A few months ago I started experimenting with Gemini as a PR reviewer in our main frontend repository. It cannot approve PRs on its own, but it can leave comments and suggestions for developers to act on. The early feedback from the team was strong, so after reviewing enough examples myself, I enabled Gemini by default across all pull requests in all repositories.

That is where things got interesting.

During our yearly external penetration test, one finding pointed out that our OneTimePassword generator used C# Random, which is not cryptographically secure. The fix looked straightforward: switch to a secure random generator. But Gemini then caught a subtle follow-up issue that could have easily slipped through human review.

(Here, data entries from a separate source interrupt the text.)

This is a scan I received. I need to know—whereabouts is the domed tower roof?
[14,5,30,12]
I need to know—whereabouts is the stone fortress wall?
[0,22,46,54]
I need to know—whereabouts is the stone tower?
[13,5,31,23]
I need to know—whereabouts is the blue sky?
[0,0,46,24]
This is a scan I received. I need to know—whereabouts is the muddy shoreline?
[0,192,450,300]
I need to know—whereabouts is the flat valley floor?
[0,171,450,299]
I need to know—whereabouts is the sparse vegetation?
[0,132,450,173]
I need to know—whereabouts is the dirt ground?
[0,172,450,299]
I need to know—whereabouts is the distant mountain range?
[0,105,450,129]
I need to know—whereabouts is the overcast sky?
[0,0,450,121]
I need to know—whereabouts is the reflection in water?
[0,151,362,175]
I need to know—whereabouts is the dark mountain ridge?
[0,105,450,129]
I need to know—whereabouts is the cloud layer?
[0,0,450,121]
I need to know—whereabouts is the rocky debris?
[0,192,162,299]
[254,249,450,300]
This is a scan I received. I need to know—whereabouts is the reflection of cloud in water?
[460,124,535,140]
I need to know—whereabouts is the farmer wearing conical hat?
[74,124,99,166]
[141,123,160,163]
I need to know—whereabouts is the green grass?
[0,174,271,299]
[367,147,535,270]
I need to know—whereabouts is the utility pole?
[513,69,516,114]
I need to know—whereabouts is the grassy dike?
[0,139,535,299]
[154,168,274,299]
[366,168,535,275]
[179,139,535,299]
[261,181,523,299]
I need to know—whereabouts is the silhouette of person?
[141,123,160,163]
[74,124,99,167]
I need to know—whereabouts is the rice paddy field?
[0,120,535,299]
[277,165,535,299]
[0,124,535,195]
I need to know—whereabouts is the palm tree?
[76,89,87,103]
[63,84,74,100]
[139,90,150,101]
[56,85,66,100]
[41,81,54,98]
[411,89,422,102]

A single excluded digit had reduced OTP entropy by 46%. It was an easy mistake to make and a serious security issue if it had reached production.

That moment changed how I think about AI tooling. It is not just about speed. It is also about expanding the review surface and catching classes of issues that busy teams regularly miss.

At the same time, we are in the middle of a major architecture redesign around users, organizations, and access rights. Instead of patching around old seams, we decided to use the moment to invest long term and move everything into a monorepo.

For our setup, that gives us shared models across publishers and consumers, better end-to-end traceability, and a much better local developer experience when we need multiple services and dependencies running together. It also gives AI agents full-system context instead of isolated service context, which makes reviews, refactors, and design suggestions much more accurate.

The direction feels clear to me now: architecture decisions should account for AI as a first-class collaborator. The teams that treat AI as an architectural input, not just an editor plugin, will move faster and ship more reliably.